To be of any use, tech products need power from electrical outlets, stored chemical energy such as batteries and generators, solar collectors, kinetic energy like my emergency hand-crank radio/charger, or other means. As more global and local regions move away from fossil-fuel-based power to low-carbon renewable power, I wonder how my colleagues in the tech industry would weigh in on a debate about whether the low-carbon economy is good or bad for the tech industry.
Fleeing from Carbon
This month (June 2016) alone I learned about several U.S. state and municipal economies leaving carbon-based power generation behind:
- Massachusetts was rated first among all states for energy efficiency 4 years in a row -- with plans to close the state’s last coal plant in 2017.

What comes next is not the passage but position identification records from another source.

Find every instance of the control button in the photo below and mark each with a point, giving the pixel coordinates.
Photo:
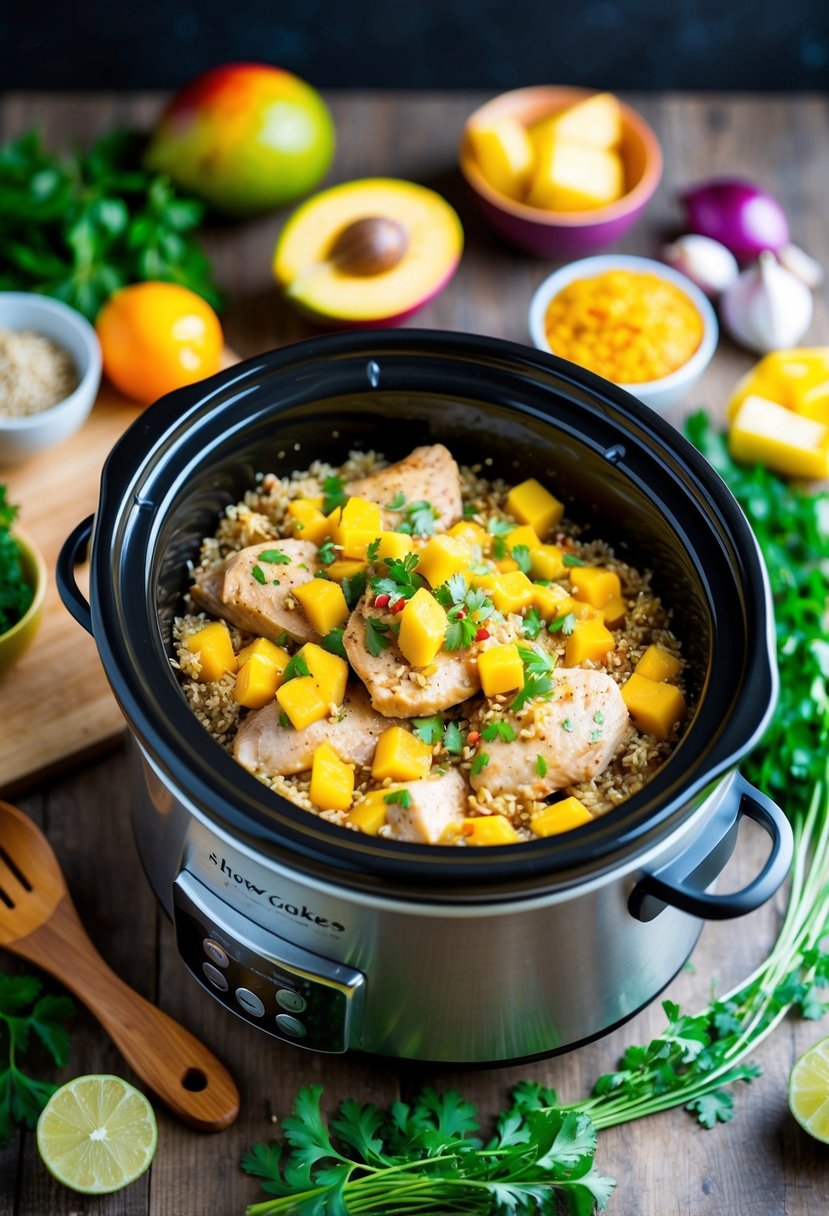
(289, 1025)
(249, 1002)
(214, 952)
(287, 998)
(214, 977)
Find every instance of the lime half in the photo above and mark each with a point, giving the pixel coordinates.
(808, 1091)
(96, 1133)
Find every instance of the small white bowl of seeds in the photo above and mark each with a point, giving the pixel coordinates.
(50, 372)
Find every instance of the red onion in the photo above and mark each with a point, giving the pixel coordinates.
(737, 213)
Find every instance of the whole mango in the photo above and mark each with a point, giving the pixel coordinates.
(247, 138)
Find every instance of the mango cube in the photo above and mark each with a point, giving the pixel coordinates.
(658, 664)
(489, 829)
(327, 670)
(332, 781)
(503, 153)
(257, 682)
(443, 557)
(588, 640)
(655, 708)
(303, 702)
(214, 648)
(511, 592)
(422, 629)
(323, 603)
(531, 504)
(306, 521)
(560, 817)
(595, 584)
(400, 755)
(500, 669)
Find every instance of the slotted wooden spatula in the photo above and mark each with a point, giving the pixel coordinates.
(39, 922)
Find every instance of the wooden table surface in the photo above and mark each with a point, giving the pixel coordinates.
(760, 1164)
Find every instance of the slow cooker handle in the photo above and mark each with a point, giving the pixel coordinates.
(73, 553)
(681, 883)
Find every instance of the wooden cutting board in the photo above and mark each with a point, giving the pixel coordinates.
(57, 708)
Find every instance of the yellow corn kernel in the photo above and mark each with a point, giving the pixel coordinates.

- Kauai County in Hawaii increased renewable energy on the grid from 9% to nearly 40% in only five years, and will accelerate to 100% based on approved and in-progress new solar with storage, hydro, and biomass projects.
- San Diego, California with its population 1.4 million is so far the most populous U.S. city to set a 100% clean-energy goal. Its bipartisan-supported climate action plan is legally binding.
- Greensburg, Kansas with its population of 777 is the smallest U.S. city to set a 100% clean-energy goal.
The list of international economies that have reached or soon will reach 100% renewable energy is too long to include here, but I’ll offer these highlights:
- Denmark’s goal is 100% renewable power and heat by 2035, and 100% renewable energy in all sectors by 2050.
- Aruba, an island off the Venezuelan coast, committed to reach 100% renewable energy by 2020, leveraging existing wind, solar, and biomass generation as well as researching ocean thermal energy conversion, geothermal power, and energy storage technologies.
- The German village Großbardorf has already achieved 100% Renewable Energy, and is working toward generating 400% of the village’s power need through renewables through a biogas plant and rooftop and larger-scale solar collectors.
Tech, Carbon, and Renewables
The question is, are these low-carbon economies good or bad for the technology industry? Let the debate begin.
Arguments for “Bad for the Tech Industry” may include:
- The tech industry grew quite impressively decade over decade when “on” meant burning carbon.
- Hydrocarbon industries – coal, oil, and gas – buy a lot of electronics.
- Given the variability of supply from solar, wind, and wave power, one worries that switching electronics “on” may not always result in “on.”
Now for Some Arguments for “Good for the Tech Industry”:
- Electronic products fuel low-carbon technologies, from controllers to sensors to monitors to Teslas.
- Proliferating data centers are becoming too costly to run on carbon power considering the inherently limited amount of carbon, plus the rapidly declining costs of renewables.
- The cleantech sector is growing wildly faster than the fossil-fuel industry.
It’s the Strategy
The debate can rage on, but it comes down to strategy. Electronics industry executives can note the unidirectional move to low-carbon and ignore it (business as usual), flow with it (put solar panels on the company’s roof), or proactively capture business by creatively enabling low-carbon economies faster and better than has the competition.
Their call to action is to tackle the variability of solar, wind, and wave power; invent even-distribution models for renewables; discover ways to drop the cost of renewables even faster than they’re falling; and innovate local generation-to-use systems. Market these solutions in every region that’s racing to reduce carbon, which will soon be everywhere, and embed eco-design principles into all of your company’s products, services, and operations to stand proudly as a microcosm of the low-carbon economy.